Frances Anne Kemble (1809–1893)

WITH these two kisses on thine eyes

I melt thy sleep away—arise!

For look, my love, Phœbus his golden hand

Hath laid upon the white mane of the sea,

And springing from the fresh brine gloriously,

He glances keen o’er the long level strand.

Now come his horses up, all snorting fire,

The lovely morning hours, hymning their choir

Of triumph, circle round the royal sun,

And the bright pageant of the day’s begun.

Come, let me lock in mine thy hand,

And pace we with swift feet, this smooth and sparkling sand.

See, how the swollen ridges of the waves

Curl into crystal caves,

Rising and rounding,

Rolling, rebounding,

Echoing, resounding,

And running into curves of creamy spray,

Mark, with white wavy lines, the far-indented bay.
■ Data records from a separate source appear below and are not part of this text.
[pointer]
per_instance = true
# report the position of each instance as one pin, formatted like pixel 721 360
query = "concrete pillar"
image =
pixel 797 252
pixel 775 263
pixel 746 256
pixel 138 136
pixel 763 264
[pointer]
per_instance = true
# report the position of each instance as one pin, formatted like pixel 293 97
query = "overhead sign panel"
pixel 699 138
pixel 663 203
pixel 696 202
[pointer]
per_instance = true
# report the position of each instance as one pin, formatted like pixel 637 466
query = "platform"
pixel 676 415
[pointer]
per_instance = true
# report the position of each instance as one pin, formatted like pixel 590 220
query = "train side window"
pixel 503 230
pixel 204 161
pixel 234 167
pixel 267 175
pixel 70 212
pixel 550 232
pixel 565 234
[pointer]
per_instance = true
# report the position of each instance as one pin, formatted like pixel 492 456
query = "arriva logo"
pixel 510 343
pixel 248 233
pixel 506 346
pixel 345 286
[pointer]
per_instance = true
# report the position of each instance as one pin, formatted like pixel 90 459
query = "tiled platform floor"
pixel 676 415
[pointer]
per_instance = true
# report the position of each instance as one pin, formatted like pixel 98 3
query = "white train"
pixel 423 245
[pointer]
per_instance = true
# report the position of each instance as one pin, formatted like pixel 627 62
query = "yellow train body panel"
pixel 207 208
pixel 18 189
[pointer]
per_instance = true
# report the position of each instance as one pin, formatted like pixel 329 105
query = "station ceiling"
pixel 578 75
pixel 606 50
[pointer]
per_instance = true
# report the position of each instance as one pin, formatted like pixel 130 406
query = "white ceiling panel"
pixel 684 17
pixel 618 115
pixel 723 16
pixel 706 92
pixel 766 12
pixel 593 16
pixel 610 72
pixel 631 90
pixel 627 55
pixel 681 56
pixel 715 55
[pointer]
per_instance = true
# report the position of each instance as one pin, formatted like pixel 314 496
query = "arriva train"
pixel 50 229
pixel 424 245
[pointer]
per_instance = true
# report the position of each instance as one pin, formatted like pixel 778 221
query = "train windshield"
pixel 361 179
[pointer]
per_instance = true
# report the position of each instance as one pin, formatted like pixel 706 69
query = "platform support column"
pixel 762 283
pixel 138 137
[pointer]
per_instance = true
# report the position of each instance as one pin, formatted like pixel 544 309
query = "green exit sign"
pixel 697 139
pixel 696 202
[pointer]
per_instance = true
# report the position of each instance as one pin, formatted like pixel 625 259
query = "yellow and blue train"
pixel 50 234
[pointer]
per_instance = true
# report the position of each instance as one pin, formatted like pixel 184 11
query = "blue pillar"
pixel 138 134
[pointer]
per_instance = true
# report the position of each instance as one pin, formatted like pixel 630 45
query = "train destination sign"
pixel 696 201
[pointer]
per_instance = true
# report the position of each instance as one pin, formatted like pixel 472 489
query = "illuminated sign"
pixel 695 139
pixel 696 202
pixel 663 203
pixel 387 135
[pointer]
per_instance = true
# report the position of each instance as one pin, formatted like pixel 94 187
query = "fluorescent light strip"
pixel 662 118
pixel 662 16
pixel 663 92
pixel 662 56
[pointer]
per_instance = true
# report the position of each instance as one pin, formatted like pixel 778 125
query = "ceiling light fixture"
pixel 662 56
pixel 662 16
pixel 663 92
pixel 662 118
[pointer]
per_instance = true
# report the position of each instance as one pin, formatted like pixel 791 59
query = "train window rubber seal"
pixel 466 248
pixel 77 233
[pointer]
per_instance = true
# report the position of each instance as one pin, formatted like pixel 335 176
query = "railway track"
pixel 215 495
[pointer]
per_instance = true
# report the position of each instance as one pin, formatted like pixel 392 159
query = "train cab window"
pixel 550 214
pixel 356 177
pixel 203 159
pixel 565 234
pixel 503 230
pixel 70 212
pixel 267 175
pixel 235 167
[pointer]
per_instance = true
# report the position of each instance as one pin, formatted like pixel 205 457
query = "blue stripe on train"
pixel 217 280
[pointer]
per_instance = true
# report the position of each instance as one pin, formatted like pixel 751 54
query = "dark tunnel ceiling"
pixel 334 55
The little bark, that by the sheltering shore,

Folded her wings, and rocked herself to sleep,

Shakes out her pinions to the breeze once more,

And like a swallow, dips, and skims the deep.

Hail, welcome day! hail, miracle of light!

Hail, wondrous resurrection from the night!

Hail, glorious earth! hail, ocean, fearful fair!

Hail, ye sweet kisses of fresh morning air!

Hail thou! my love, my life, my air, my light,

Soul of my day! my morning, noon, and night!